Opthalmology Flashcards
Causes of red eye?
- Acute glaucoma
- Uveitis
- Infective keratitis
- Conjunctivitis
- Scleritis
- Episcleritis
How to explode red eye?
-Painful: acute glaucoma, uveitis, scleritis and corneal abrasion
- VA: glaucoma and possibly uveitis and corneal abrasion
- Photophobia: uveitis and corneal abrasion
- Painless: conjunctivitis and episcleritis
Presentation of acute glaucoma
- Red eye
- Hazy cornea (oedema)
- Loss of vision
- Painful
- Halos
- N&V
- Fixed mid-dilated pupil
- Worse in the dark (pupil dilates causing angle to narrow)
Investigations of acute glaucoma
- Can measure IOP
- At bedside you can look for cupping of the optic disc
Management of acute glaucoma
ED:
- stage 1 is systemic acetazolamide (switch off aqueous production)
- stage 2 is pilocarpine drops (open channel)
- stage 3 is other things such as topical antihypertensives and steroids
Definitive:
-iridotomy
Presentation of uveitis
Inflammatory disease (rarely secondary to systemic infection such as TB or syphilis) ask about joint pain, rashes and bowel habit etc too
- Red eye
- Painful
- Possible blurred vision
- Photophobia
- Lacrimation
- Ciliary flush
- Constricted or non-reactive pupil (inflammatory mediators cause constriction)
- Hypopyon
- Irregular pupil due to synechiae
Management of uveitis
ED:
- seen by ophthalmologists to ensure this isn’t an infective process before starting steroids
Definitive:
- topical steroids (dex) and dilating drops (cyclopentolate)

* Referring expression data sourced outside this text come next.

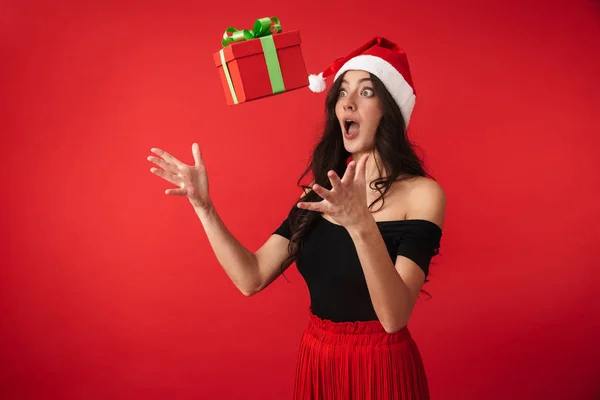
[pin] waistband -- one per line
(356, 332)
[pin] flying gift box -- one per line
(262, 62)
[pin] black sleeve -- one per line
(420, 242)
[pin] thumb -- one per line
(197, 154)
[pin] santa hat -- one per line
(383, 59)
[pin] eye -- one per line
(369, 92)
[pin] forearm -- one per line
(238, 262)
(389, 294)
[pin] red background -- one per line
(109, 288)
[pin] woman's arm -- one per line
(249, 272)
(394, 287)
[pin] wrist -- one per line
(205, 210)
(364, 227)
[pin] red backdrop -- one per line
(109, 288)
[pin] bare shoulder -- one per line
(426, 199)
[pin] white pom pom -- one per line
(316, 83)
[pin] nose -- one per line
(349, 104)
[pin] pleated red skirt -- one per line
(358, 361)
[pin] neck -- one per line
(372, 172)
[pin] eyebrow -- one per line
(360, 81)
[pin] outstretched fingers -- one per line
(197, 155)
(167, 157)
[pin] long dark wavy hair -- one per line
(397, 156)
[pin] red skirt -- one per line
(358, 361)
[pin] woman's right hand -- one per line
(191, 179)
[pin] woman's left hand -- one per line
(346, 202)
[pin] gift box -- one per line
(260, 63)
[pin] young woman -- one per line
(362, 234)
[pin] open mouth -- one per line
(351, 127)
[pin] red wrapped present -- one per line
(262, 62)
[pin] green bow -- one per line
(262, 27)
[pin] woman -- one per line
(364, 265)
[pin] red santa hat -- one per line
(383, 59)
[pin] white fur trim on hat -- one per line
(316, 83)
(393, 80)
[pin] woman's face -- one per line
(358, 110)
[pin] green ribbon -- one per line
(263, 29)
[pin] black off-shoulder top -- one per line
(329, 263)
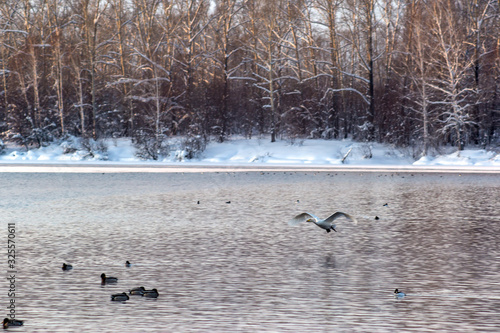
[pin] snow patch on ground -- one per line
(241, 152)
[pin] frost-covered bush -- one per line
(84, 148)
(191, 147)
(151, 147)
(95, 149)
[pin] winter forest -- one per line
(420, 73)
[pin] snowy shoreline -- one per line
(110, 167)
(250, 155)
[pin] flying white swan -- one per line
(324, 224)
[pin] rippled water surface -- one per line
(239, 267)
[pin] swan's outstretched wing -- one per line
(336, 215)
(301, 218)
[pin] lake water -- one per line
(239, 267)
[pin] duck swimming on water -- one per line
(120, 297)
(151, 293)
(67, 267)
(108, 279)
(398, 293)
(324, 224)
(12, 322)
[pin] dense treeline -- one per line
(419, 73)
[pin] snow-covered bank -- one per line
(261, 154)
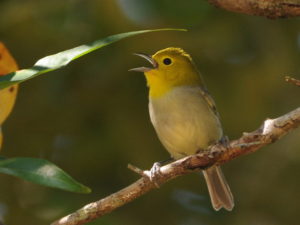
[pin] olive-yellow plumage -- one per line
(184, 115)
(7, 95)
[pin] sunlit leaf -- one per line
(41, 172)
(56, 61)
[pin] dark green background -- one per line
(91, 117)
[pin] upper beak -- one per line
(149, 59)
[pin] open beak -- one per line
(149, 59)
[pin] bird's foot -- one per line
(155, 173)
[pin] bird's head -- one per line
(171, 67)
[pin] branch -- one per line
(270, 131)
(292, 80)
(267, 8)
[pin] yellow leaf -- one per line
(7, 95)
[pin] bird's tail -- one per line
(219, 191)
(1, 139)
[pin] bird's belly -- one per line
(184, 122)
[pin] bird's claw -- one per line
(155, 173)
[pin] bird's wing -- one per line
(210, 101)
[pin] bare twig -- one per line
(270, 131)
(292, 80)
(268, 8)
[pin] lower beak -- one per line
(145, 69)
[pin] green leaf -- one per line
(41, 172)
(56, 61)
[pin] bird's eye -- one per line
(167, 61)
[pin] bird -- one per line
(184, 114)
(7, 95)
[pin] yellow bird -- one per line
(184, 114)
(7, 95)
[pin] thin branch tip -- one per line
(270, 131)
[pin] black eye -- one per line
(167, 61)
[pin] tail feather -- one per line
(1, 139)
(219, 191)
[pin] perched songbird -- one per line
(7, 95)
(184, 114)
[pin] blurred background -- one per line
(91, 118)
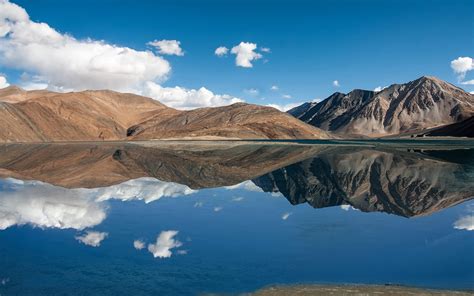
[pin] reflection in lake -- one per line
(185, 218)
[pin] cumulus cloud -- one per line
(221, 51)
(182, 98)
(245, 54)
(3, 82)
(92, 238)
(63, 61)
(146, 189)
(138, 244)
(246, 185)
(252, 91)
(468, 82)
(169, 47)
(46, 206)
(165, 242)
(462, 65)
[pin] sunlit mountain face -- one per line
(231, 217)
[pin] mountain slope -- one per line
(463, 128)
(400, 108)
(42, 116)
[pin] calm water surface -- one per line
(194, 218)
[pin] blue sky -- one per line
(361, 44)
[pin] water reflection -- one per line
(396, 181)
(148, 218)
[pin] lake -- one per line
(186, 218)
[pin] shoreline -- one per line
(353, 289)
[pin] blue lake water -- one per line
(286, 215)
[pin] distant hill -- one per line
(44, 116)
(400, 108)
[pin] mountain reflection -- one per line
(64, 185)
(392, 181)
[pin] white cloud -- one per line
(3, 82)
(246, 185)
(221, 51)
(285, 107)
(182, 98)
(198, 204)
(245, 54)
(462, 65)
(146, 189)
(169, 47)
(465, 223)
(92, 238)
(46, 206)
(65, 62)
(138, 244)
(468, 82)
(252, 91)
(164, 243)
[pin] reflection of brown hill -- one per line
(401, 183)
(100, 165)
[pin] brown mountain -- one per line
(400, 108)
(43, 116)
(195, 164)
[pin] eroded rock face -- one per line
(396, 182)
(44, 116)
(400, 108)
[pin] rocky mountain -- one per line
(44, 116)
(396, 182)
(400, 108)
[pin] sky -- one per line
(191, 54)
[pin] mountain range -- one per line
(45, 116)
(423, 107)
(398, 109)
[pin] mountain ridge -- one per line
(420, 104)
(44, 116)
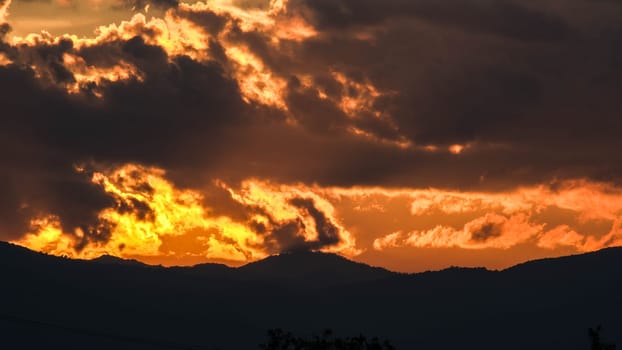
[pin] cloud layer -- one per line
(469, 96)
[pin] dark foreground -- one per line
(55, 303)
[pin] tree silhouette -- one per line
(281, 340)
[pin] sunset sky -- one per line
(409, 134)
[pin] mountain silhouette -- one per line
(110, 303)
(311, 269)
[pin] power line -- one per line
(163, 344)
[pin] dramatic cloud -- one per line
(257, 120)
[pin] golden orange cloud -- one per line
(151, 211)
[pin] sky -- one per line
(409, 134)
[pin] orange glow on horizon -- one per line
(157, 222)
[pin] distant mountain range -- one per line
(110, 303)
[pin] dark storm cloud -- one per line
(289, 236)
(486, 231)
(533, 90)
(497, 17)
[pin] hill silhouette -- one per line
(109, 303)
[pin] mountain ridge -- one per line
(542, 304)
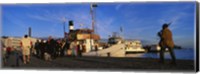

Presentation of corneal abrasion
- Red eye
- Pain
- Possible loss of vision
- Photophobia
- Foreign body sensation
- Hypopyon
Investigation for corneal abrasion
- fluorescein drops with blue light
Managementof corneal abrasion
ED:
- abx: fluoroquinolones every hour for 48 hours, then QDS for 5 days
-antiviral: 5 x a day for 1-2 weeks
- lubricating eye drops
- opthal review immediately if covering >50% or pupil
Presentation of conjunctivitis
- Red eye
- No pain, photophobia or loss of vision
- Itchy/gritty
- Blepharitis
- Adherent eye lids
- Discharge
Management of conjunctivitis
Clean with cool boiled water and cotton wool
Bacterial self-resolves in a week and viral within 3 weeks
Some may give antibiotics
Antihistamines for allergic, topical or oral
Send neonates (< 28 dys to opthal for review ?chlamydia ?gonnorhoea)
Presentation of scleritis
- Red
- Possible loss of vision
- Pain ON EYE MOVEMENT
- Photophobia
- Congested vessels
- Can be associated with autoimmune disease
Management of scleritis
NSAIDs/steroids/immunosuppression
Presentation of episcleritis
- Red-eye (usually localised)
- Discomfort (not overly painful)
- No photophobia or loss of VA
Management of episcleritis
Self-resolves in two weeks
Analgesia and lubricating eye drops if necessary
What is phenylephrine?
Vessels will disappear if in the episcleral layers
Another cause of red eye to know about
Sub-conjunctival haematoma
Often due to valsava, not serious and self-resolve in a few weeks
Check no warfarin use etc
Causes of sudden vision loss
- RAO
- CRVO
- Optic neuritis
- Vitreous haemorrhage
- Retinal detachment
- GCA
Presentation of RAO
Sudden unilateral painless loss of vision like a curtain or shadow
Full, hemi or quadrant
RAPD (CRA supplies optic nerve)
Cherry red spot on a pale retina
RAO management
Stroke/TIA clinic for workup
Presentation of CRVO
Sudden painless unilateral loss of vision
CVD RFs
Ischemia or non-ischemic: ischemic has worse outcomes an typically has worse visions, RAPD, new vessel formation and high pressure
Shows retinal haemorrhages (stormy sunset)
Management of CRVO
Seen by opthal and conservative
Macular oedema - anti VEGF
Neovascularisation - PC
Presentation of optic neuritis
Central scotoma
Pain in eye movement
Red desaturation
RAPD
Progresses across a week or so, then plateaux and resolves over months
?MS ?SLE ?Sarcoidosis ?Syphyllis ?MM ?Lyme disease
Management of optic neuritis
Everyone gets an MRI - can see ON lesion but also check for other MS lesions
Steroids
Vitreous haemorrhage
Varying loss of vision from floater to quite significant blurriness
Some people report a red tinge
No RAPD or pain, obscure fundal exam
Can be secondary to ocular trauma, diabetic eye disease or retinal tear/detachment
Management of vitreous haemorrhage
Resolves in 6 to 8 weeks. If not then vitrectomy
Can do USS to rule out retinal detachment
Presentation of retinal detachment
- Peripheral loss of vision like a shadow over hours to days
- Flashers and floaters
- Blurriness
- Near sighted/trauma
(PVD is basically the same except you don’t get peripheral vision loss)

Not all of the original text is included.